CR2
CR2 (Complement C3d Receptor 2) is a Protein Coding gene. Diseases associated with CR2 include Immunodeficiency, Common Variable, 7 and Systemic Lupus Erythematosus 9. Among its related pathways are Complement and coagulation cascades and 4-1BB Pathway. Gene Ontology (GO) annotations related to this gene include protein homodimerization activity and transmembrane signaling receptor activity. An important paralog of this gene is CR1.
Full Name
Complement C3d Receptor 2
Alternative Names
Complement C3d Receptor 2; Complement Component (3d/Epstein Barr Virus) Receptor 2; Complement Component 3d Receptor 2; Epstein-Barr Virus Receptor; EBV Receptor; C3DR; Complement Receptor Type 2; Complement C3d Receptor;
Function
Receptor for complement C3, for the Epstein-Barr virus on human B-cells and T-cells and for HNRNPU (PubMed:7753047).

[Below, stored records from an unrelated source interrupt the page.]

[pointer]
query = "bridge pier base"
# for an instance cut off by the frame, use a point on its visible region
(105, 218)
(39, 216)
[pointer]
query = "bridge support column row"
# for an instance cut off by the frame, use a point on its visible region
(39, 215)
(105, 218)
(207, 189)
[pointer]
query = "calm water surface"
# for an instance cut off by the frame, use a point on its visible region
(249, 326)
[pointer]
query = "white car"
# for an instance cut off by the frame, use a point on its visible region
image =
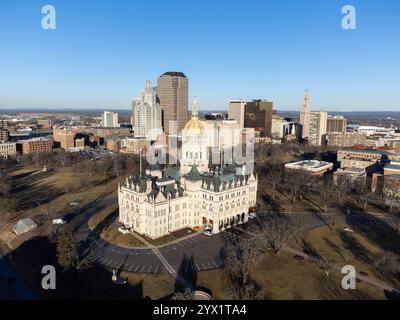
(252, 215)
(59, 221)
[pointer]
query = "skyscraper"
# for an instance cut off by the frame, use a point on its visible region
(236, 111)
(173, 92)
(109, 120)
(4, 133)
(305, 115)
(336, 124)
(258, 115)
(146, 114)
(317, 127)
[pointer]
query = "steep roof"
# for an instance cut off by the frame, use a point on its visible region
(174, 74)
(193, 174)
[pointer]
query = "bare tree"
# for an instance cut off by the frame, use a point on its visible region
(387, 263)
(273, 179)
(341, 188)
(326, 265)
(277, 232)
(294, 183)
(392, 194)
(5, 185)
(242, 255)
(326, 191)
(298, 227)
(393, 220)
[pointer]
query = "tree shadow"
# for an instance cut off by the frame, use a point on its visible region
(359, 251)
(93, 282)
(186, 275)
(376, 230)
(328, 289)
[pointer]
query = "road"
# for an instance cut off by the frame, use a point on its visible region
(12, 286)
(206, 252)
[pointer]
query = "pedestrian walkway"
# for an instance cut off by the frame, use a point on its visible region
(165, 263)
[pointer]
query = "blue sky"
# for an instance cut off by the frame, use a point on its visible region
(103, 51)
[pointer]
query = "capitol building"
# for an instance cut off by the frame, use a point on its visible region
(188, 195)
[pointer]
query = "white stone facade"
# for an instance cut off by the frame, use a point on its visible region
(157, 207)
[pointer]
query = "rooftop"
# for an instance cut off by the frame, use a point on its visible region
(174, 74)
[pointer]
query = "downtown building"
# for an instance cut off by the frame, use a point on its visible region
(305, 116)
(255, 114)
(317, 128)
(336, 124)
(4, 132)
(146, 114)
(345, 139)
(8, 149)
(187, 195)
(109, 119)
(173, 96)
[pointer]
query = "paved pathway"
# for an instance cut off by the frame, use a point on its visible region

Participates in B lymphocytes activation (PubMed:7753047).
(Microbial infection) Acts as a receptor for Epstein-Barr virus.
Biological Process
B cell differentiation Source: UniProtKB
B cell proliferation Source: UniProtKB
Complement activation, alternative pathway Source: ARUK-UCL
Complement activation, classical pathway Source: UniProtKB-KW
Immune response Source: UniProtKB
Regulation of complement activation Source: Reactome
Cellular Location
Cell membrane
Involvement in disease
Systemic lupus erythematosus 9 (SLEB9):
A chronic, relapsing, inflammatory, and often febrile multisystemic disorder of connective tissue, characterized principally by involvement of the skin, joints, kidneys and serosal membranes. It is of unknown etiology, but is thought to represent a failure of the regulatory mechanisms of the autoimmune system. The disease is marked by a wide range of system dysfunctions, an elevated erythrocyte sedimentation rate, and the formation of LE cells in the blood or bone marrow.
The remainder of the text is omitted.